Aku Narsis, Aku Eksis

Share this article

Oleh : Muhammad Nur Jabir

KHITTAH.co _ 18 November 1955 Heidegger memberikan kuliah tentang Menyoal Teknologi. Konten mata kuliah ini juga disampaikan dalam konfrensi tentang teknologi. Heidegger salah satu filsuf yang mendudukkan teknologi sebagai salah satu persoalan filsafat. Bahkan mendudukkan teknologi sebagai persoalan eksistensi, tentu eksistensi dalam pemaknaan Heidegger. Melalui gagasan pemikirannya yang khas mengenai eksistensi, ia mencoba menganalisa teknologi sebagai relasi eksistensi, menjelaskan aspek dominan yang hadir dalam teknologi, dan mencari relasi antara teknologi dengan hakikat.

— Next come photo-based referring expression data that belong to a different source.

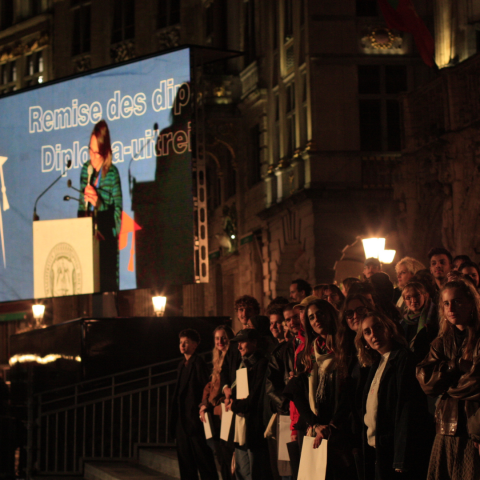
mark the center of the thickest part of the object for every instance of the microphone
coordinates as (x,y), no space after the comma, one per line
(69,185)
(67,198)
(90,173)
(35,216)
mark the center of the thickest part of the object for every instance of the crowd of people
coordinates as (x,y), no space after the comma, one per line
(389,376)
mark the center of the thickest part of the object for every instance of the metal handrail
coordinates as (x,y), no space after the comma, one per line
(110,424)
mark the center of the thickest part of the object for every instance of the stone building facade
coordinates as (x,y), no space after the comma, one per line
(303,129)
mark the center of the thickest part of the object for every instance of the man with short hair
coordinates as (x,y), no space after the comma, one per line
(246,307)
(440,264)
(299,289)
(372,265)
(185,425)
(251,457)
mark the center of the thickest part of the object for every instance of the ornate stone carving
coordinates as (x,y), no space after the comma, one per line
(82,64)
(122,51)
(17,49)
(169,37)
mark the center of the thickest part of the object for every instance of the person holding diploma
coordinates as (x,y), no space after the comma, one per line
(397,434)
(102,199)
(194,455)
(251,450)
(211,400)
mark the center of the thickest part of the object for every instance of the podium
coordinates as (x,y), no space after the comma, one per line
(65,258)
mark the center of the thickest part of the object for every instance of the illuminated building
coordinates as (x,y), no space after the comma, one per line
(303,130)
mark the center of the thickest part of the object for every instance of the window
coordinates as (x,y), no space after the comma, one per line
(29,8)
(367,8)
(379,111)
(34,68)
(6,14)
(291,120)
(249,49)
(304,125)
(169,13)
(123,20)
(276,136)
(8,77)
(288,20)
(209,21)
(81,27)
(255,165)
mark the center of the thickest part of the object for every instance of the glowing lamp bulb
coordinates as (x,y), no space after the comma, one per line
(373,247)
(387,256)
(159,304)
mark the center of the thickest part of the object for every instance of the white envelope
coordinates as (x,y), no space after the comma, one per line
(207,426)
(242,384)
(226,423)
(313,460)
(284,436)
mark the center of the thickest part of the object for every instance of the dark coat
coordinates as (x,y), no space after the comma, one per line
(252,406)
(348,413)
(404,436)
(188,395)
(230,366)
(278,374)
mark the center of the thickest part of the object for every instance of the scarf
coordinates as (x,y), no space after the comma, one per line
(421,318)
(321,376)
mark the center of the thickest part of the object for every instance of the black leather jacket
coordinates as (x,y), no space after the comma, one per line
(279,367)
(443,373)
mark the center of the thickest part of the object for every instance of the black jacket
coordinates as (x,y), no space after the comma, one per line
(188,395)
(404,436)
(252,406)
(278,374)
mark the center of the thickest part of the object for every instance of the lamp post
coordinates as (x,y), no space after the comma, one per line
(159,304)
(373,247)
(38,313)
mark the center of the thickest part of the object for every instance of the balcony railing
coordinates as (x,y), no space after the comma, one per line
(448,103)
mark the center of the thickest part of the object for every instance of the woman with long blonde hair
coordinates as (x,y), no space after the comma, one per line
(211,400)
(451,371)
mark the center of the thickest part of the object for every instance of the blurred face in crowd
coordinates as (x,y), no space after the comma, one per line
(247,348)
(187,346)
(295,294)
(276,326)
(319,320)
(472,273)
(370,269)
(456,264)
(457,308)
(414,300)
(243,314)
(355,313)
(292,318)
(221,340)
(439,267)
(376,335)
(332,297)
(403,275)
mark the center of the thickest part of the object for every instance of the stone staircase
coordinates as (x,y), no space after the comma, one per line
(153,464)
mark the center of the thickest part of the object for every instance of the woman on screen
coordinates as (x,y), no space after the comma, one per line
(100,182)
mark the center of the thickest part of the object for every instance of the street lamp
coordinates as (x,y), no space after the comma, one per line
(373,247)
(159,304)
(38,313)
(387,256)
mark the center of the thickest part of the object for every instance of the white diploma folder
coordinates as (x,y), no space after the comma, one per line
(242,384)
(313,460)
(226,423)
(207,426)
(284,436)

Pada awal pembahasan Menyoal Teknologi, Heidegger menjelaskan bahwa inti pertanyaannya sebenarnya terkait dengan esensi teknologi. Apa esensi teknologi? Meskipun terkadang dalam pembahasan selanjutnya pertanyaannya berubah menjadi: aspek apakah yang lebih dominan yang hadir dalam teknologi?

Meskipun pada akhirnya, Heidegger memisahkan antara pertanyaan tentang “teknologi” dengan pertanyaan tentang “esensi teknologi”. Heidegger mendekati persoalan ini melalui sebuah perumpamaan, saat kita menjelaskan tentang esensi pohon, tak sama dengan menjelaskan pohon. Esensi pohon adalah menjelaskan aspek yang sama yang hadir dalam seluruh pohon sebab esensi pohon menjelaskan pohon dari aspek kepohonannya. Sedangkan pohon, menjelaskan karekteristik tiap-tiap pohon. Sebab itu, pertanyaan tentang “esensi teknologi” tak sama dengan pertanyaan tentang “teknologi”.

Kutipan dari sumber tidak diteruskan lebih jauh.